Mythe #3: Mijn arts informeert mij sowieso over klinische studies waaraan ik kan deelnemen.

Feit: Het is mogelijk dat je arts niet op de hoogte is van alle klinische studies waaraan je zou kunnen meedoen.

Je kunt hem of haar wel vragen om je te helpen zoeken. Misschien weet je arts waar en hoe je het best een geschikte studie kunt vinden. En je kunt ook zelf op zoek gaan. Er zijn namelijk allerlei websites waarop je terechtkunt. Deze website is er een van. Let op: ook al heeft je arts je geen klinische studie voorgesteld, je moet elke studie die je overweegt wél met je arts bespreken. Hij of zij kan je vervolgens helpen beslissen of deelnemen aan een specifieke studie een optie is of niet.

 

Mythe #4: Ik krijg altijd een placebo, nooit het echte medicijn.

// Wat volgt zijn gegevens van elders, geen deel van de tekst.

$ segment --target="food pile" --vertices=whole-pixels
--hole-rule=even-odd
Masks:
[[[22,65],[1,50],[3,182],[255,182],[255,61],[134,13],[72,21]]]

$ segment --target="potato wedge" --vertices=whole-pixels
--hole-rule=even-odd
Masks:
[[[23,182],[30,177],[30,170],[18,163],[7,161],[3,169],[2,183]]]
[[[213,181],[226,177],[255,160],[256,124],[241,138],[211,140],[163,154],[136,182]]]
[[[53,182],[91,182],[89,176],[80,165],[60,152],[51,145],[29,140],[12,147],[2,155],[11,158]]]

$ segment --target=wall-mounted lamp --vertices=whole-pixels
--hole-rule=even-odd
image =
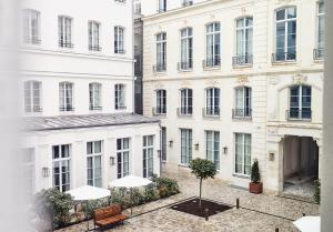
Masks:
[[[228,154],[228,147],[223,148],[223,154]]]
[[[44,167],[42,168],[42,176],[43,178],[49,178],[50,176],[50,169]]]
[[[115,157],[110,157],[110,165],[114,165],[115,164]]]
[[[173,145],[173,141],[170,140],[170,141],[169,141],[169,148],[172,148],[172,145]]]

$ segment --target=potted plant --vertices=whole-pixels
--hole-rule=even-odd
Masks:
[[[260,182],[258,160],[255,160],[251,167],[251,182],[249,184],[249,190],[251,193],[262,193],[262,182]]]

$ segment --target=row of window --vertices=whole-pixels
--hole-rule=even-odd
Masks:
[[[180,129],[181,158],[183,165],[189,165],[193,152],[192,129]],[[205,135],[205,158],[215,164],[220,170],[220,131],[204,131]],[[251,134],[234,133],[234,173],[250,174],[251,165]]]
[[[41,43],[41,13],[37,10],[26,9],[23,11],[23,41],[29,44]],[[72,41],[73,19],[65,16],[58,17],[58,42],[60,48],[73,48]],[[114,27],[114,53],[124,53],[124,28]],[[101,51],[101,23],[88,22],[88,49]]]
[[[275,53],[272,62],[296,61],[296,26],[297,13],[295,7],[287,7],[275,12]],[[315,60],[324,57],[324,3],[317,3],[316,46],[313,51]],[[253,18],[245,17],[235,21],[235,57],[233,67],[252,65],[253,63]],[[203,68],[219,68],[221,65],[221,23],[212,22],[205,26],[206,58],[202,61]],[[167,71],[167,33],[155,36],[157,64],[154,72]],[[180,32],[181,60],[178,69],[193,69],[193,29],[184,28]]]
[[[59,110],[74,111],[74,83],[59,83]],[[125,84],[114,84],[114,109],[125,109]],[[24,82],[24,110],[27,113],[42,112],[42,82]],[[89,83],[89,110],[102,110],[102,84]]]
[[[289,89],[290,100],[289,110],[286,111],[287,120],[311,120],[311,87],[292,85]],[[157,105],[153,108],[153,114],[167,114],[167,90],[159,89],[155,91]],[[205,89],[205,107],[203,117],[220,118],[221,90],[219,88]],[[191,117],[193,114],[193,90],[180,90],[180,108],[178,115]],[[252,118],[252,88],[240,87],[234,89],[234,109],[232,110],[234,119]]]

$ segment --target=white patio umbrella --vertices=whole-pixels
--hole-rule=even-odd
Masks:
[[[320,216],[302,216],[293,222],[296,228],[302,232],[320,232],[321,218]]]
[[[132,195],[132,189],[133,188],[139,188],[139,186],[147,186],[148,184],[152,183],[150,180],[147,178],[140,178],[135,175],[127,175],[121,179],[117,179],[112,182],[110,182],[110,186],[113,188],[127,188],[131,190],[131,215],[132,215],[132,204],[133,204],[133,195]]]
[[[90,185],[84,185],[84,186],[80,186],[77,189],[72,189],[70,191],[67,191],[67,193],[71,194],[73,196],[74,201],[85,201],[87,231],[89,231],[88,201],[103,199],[111,194],[110,190],[108,190],[108,189],[90,186]]]

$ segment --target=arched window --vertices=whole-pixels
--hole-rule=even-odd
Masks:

Feit: Je krijgt niet altijd een placebo als je deelneemt aan een klinische studie. Wat je krijgt, en of je dat vooraf of tijdens de studie weet, hangt af van het type studie en de manier waarop die studie is opgezet.

Onderzoekers gebruiken een placebo om het effect van een nieuwe behandeling te vergelijken met ‘geen behandeling’. Maar niet alle studies zijn vergelijkende studies en niet alle vergelijkende studies hebben een placeboarm – een groep deelnemers die een placebo krijgt. Als er al een behandeling bestaat voor de aandoening in kwestie, kan de nieuwe behandeling (ook) worden vergeleken met de bestaande behandeling. Het gebruik van een placebo moet bovendien worden goedgekeurd door een ethisch comité. In klinische studies waaraan patiënten deelnemen kunnen placebo’s alleen worden gebruikt als er voor de aandoening in kwestie nog geen doeltreffende behandeling bestaat of als het de bedoeling is dat de nieuwe onderzochte behandeling wordt toegevoegd aan een bestaande behandeling.

In sommige studies krijg je gedurende de hele studie dezelfde behandeling (de onderzochte behandeling, de standaardbehandeling of een placebo, naargelang je tot de behandelgroep- of de controlegroep behoort), in andere studies krijg je verschillende opeenvolgende behandelingen (bijvoorbeeld eerst een placebo, daarna een echte behandeling of omgekeerd).

In open-labelstudies weet je als deelnemer tot welke groep je behoort, maar in blinde studies niet, en in dubbelblinde studies weten ook de onderzoekers en studieartsen niet aan welke groep je bent toegewezen. Hoe dan ook, voor je deelneemt aan een klinische studie moet je altijd worden geïnformeerd over de kans dat je een placebo krijgt. Die verschilt van studie tot studie en die wordt toegelicht tijdens het proces van geïnformeerde toestemming.

In bepaalde gevallen kun je, als je in de controlegroep zat, deelnemen aan een open-labelverlenging van de studie, zodat je alsnog de onderzochte behandeling kunt krijgen.

 

Mythe #5: Ik kan aan elke klinische studie deelnemen.

Feit: Je kunt níét aan elke klinische studie deelnemen.

De ene studie heeft patiënten uit een bepaalde leeftijdsgroep nodig, de andere richt zich uitsluitend tot vrouwen. Of je voor een bepaalde studie in aanmerking komt, hangt af van de inclusie- en exclusiecriteria die gelden voor die specifieke studie. Leeftijd, geslacht, type of stadium van de ziekte, zwangerschap, medische voorgeschiedenis, falen of slagen van eerdere behandelingen, aan- of afwezigheid van andere aandoeningen, specifieke allergieën, algemene gezondheidstoestand en bloedwaarden zijn voorbeelden van zulke criteria, en die zijn voor elke studie verschillend. Om te kunnen deelnemen, moet je voldoen aan alle inclusiecriteria, maar mag geen enkel van de exclusiecriteria op jou van toepassing zijn. Of dat zo is, wordt grondig onderzocht: eerst in de prescreening aan de hand van een eenvoudige vragenlijst, vervolgens in de screening, aan de hand van extra onderzoeken en eventuele tests. Deze stappen zijn essentieel, zowel voor de betrouwbaarheid van de studie als voor je eigen veiligheid.